Neighborhood Strikes Back Against Plot to Hand Community Gardens Over to Developers

Harlem residents want affordable housing, but they aren’t down with replacing the green spaces they’ve nurtured with high-rises.

(Photo: Tracy Packer/Getty Images)

Jan 30, 2015· 1 MIN READ
Culture and education editor Liz Dwyer has written about race, parenting, and social justice for several national publications. She was previously education editor at Good.

When there’s nowhere in America that someone earning minimum wage can afford the rent on a market-rate one-bedroom apartment, it’s obvious that, yes, the rent really is too damn high. Developers might not always be inclined to build more affordable housing, but in the meantime, you can help plant your local community garden.

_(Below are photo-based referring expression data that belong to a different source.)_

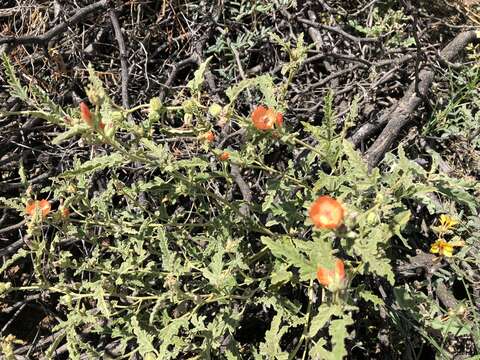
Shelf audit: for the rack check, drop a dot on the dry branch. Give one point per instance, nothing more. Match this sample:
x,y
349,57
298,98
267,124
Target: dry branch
x,y
79,15
401,113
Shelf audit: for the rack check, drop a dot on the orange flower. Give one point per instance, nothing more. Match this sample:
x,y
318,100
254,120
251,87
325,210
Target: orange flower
x,y
266,119
326,212
332,279
224,156
86,114
42,205
208,136
64,212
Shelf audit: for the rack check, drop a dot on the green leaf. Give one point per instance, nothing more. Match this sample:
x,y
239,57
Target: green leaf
x,y
270,349
144,339
196,83
325,312
96,164
73,131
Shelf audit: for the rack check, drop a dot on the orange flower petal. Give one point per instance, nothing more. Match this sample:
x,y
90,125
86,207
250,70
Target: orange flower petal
x,y
324,276
264,118
208,136
332,278
86,114
326,212
224,156
42,205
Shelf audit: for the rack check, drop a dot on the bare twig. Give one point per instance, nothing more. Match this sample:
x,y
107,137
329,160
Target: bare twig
x,y
338,31
79,15
400,114
123,56
244,189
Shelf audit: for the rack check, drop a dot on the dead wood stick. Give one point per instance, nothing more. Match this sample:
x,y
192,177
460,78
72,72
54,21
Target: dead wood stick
x,y
79,15
338,31
123,56
401,113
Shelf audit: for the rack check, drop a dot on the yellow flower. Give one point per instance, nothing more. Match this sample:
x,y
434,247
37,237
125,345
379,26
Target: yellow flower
x,y
447,222
444,248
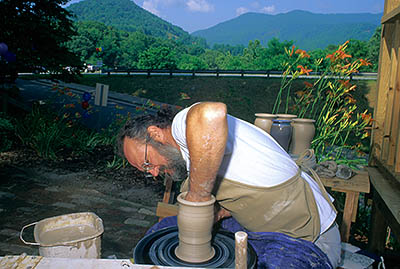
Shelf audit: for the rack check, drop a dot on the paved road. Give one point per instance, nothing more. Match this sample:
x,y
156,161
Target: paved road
x,y
119,105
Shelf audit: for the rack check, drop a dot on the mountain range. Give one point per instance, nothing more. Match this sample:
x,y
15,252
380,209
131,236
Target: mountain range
x,y
126,15
307,30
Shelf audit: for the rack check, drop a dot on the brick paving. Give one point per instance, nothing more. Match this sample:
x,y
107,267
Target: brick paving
x,y
30,195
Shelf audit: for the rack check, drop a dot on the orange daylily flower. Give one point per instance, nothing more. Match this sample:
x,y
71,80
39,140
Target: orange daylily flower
x,y
291,52
308,84
303,53
331,57
364,62
367,118
69,105
350,100
304,70
345,83
184,96
300,93
343,55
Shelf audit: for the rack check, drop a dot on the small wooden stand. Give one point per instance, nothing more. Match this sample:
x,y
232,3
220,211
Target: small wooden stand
x,y
352,188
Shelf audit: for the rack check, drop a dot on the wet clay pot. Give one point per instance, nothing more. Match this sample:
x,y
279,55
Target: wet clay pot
x,y
264,121
302,134
285,116
281,131
195,222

That is, until the city decides that the only way to meet housing demand is to construct new buildings on the land you’ve been tending.

That’s the situation some residents of Gotham are finding themselves in, thanks to a recent decision by New York City’s Department of Housing Preservation and Development. The department recently made 180 new sites available to developers for construction bids, and three of the 15 sites in Harlem are locations where community gardens have sprung up.

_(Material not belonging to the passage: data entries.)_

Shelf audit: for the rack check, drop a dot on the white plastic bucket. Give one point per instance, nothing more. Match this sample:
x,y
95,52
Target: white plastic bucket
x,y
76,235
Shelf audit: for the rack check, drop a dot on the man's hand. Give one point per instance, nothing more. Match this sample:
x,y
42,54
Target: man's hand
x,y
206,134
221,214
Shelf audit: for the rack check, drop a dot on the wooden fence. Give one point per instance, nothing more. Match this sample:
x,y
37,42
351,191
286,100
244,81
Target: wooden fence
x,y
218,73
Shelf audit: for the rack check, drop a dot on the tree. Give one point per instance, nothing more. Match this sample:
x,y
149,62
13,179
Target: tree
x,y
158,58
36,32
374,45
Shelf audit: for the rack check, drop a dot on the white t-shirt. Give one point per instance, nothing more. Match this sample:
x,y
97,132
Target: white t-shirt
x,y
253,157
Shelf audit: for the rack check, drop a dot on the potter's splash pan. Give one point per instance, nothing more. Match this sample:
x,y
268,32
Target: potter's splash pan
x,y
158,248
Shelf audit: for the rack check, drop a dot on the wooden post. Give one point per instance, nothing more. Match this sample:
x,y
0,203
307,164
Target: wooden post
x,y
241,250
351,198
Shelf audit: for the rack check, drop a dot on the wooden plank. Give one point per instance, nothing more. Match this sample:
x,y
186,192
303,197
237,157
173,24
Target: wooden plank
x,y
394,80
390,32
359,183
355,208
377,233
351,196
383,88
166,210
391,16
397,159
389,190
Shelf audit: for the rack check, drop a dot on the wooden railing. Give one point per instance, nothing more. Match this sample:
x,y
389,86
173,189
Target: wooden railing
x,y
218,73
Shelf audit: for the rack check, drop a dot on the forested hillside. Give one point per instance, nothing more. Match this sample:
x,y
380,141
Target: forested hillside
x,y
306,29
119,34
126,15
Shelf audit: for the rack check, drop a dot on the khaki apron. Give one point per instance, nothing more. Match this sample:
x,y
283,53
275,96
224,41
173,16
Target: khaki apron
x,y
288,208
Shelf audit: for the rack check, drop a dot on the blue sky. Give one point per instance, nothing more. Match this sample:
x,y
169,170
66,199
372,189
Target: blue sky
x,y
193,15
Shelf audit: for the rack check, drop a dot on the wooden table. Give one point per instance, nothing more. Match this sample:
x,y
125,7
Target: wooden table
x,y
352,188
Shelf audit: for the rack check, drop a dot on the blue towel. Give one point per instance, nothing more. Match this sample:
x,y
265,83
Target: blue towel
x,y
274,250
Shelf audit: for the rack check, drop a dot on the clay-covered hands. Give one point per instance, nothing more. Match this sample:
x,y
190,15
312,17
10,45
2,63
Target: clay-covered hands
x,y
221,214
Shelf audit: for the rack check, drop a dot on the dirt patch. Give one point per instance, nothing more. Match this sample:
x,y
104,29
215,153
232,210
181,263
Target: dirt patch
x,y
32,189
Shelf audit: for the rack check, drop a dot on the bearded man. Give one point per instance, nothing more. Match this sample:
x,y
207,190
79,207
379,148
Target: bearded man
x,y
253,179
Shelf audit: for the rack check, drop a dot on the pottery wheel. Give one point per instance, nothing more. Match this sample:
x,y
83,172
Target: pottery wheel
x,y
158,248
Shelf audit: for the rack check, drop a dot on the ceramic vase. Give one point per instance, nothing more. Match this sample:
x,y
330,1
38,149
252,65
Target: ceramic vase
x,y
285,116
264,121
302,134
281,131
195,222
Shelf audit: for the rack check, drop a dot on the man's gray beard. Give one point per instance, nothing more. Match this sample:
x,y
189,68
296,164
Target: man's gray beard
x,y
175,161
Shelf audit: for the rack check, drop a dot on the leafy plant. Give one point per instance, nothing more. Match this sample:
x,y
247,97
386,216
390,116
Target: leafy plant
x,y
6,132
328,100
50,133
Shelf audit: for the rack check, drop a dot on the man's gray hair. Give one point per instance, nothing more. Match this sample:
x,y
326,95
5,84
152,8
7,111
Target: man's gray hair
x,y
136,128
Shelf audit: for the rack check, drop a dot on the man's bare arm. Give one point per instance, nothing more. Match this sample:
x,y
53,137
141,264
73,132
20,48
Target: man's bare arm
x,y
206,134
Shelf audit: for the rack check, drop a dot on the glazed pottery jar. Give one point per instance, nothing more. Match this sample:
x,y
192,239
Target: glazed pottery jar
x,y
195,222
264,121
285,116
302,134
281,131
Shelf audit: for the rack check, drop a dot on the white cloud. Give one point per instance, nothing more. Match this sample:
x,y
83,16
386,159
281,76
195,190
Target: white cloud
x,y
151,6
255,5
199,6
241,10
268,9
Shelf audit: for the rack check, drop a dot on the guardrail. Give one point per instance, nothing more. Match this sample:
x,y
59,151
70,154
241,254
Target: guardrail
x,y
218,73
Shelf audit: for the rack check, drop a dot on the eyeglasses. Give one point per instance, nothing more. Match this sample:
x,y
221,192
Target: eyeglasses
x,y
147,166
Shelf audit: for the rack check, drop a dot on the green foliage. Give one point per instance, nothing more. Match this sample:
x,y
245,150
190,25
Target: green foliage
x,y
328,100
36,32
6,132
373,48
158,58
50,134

Gentrification alert: Developers will be allowed to submit proposals for apartments that would require a family to earn almost $140,000. Sure, that’s cheaper than some of the million-dollar apartments being sold elsewhere in Manhattan, but it’s still out of the range of minimum-wage workers. As a result, activists in the neighborhood are taking the lead in advocating for their right to green space and a reasonably priced place to live.

“Harlem shouldn’t be forced to choose between its home-grown community gardens and affordable housing,” reads a Change.org petition started last week by green space advocate Marie Winfield and Tony Hillery, the founder of the Harlem Grown greenhouse.

Harlem Grown has seen significant success in the community. Last year the garden supplied more than 2,000 pounds of food to local residents and got students involved in planting, weeding, and harvesting crops. The petition is asking the housing department and Mayor Bill de Blasio to find other parcels of land to offer up to developers.

Residents have been allowed to grow fresh vegetables in the spaces, but they don’t own the land—the city does—which means that earlier this week one of the gardeners showed up to a space and found it locked.

“We were just getting ready to start planting for the spring, and now it’s padlocked,” 46-year-old John McBride, a resident of Harlem’s Morningside Heights neighborhood, told DNAInfo about Electric Ladybug Garden on West 111th Street. McBride has spent the past two years helping to get that particular garden to flourish, and he’s seen the positive effect it has had on the community.

“This garden has allowed people to create a sense of community where it didn’t exist before between the old-timers and the newcomers. I think people are surprised at how quickly the garden has flourished. It’s really given the block a positive tone,” he said.

As of this writing, more than 1,200 supporters have signed the petition, but neither the housing department nor de Blasio has replied.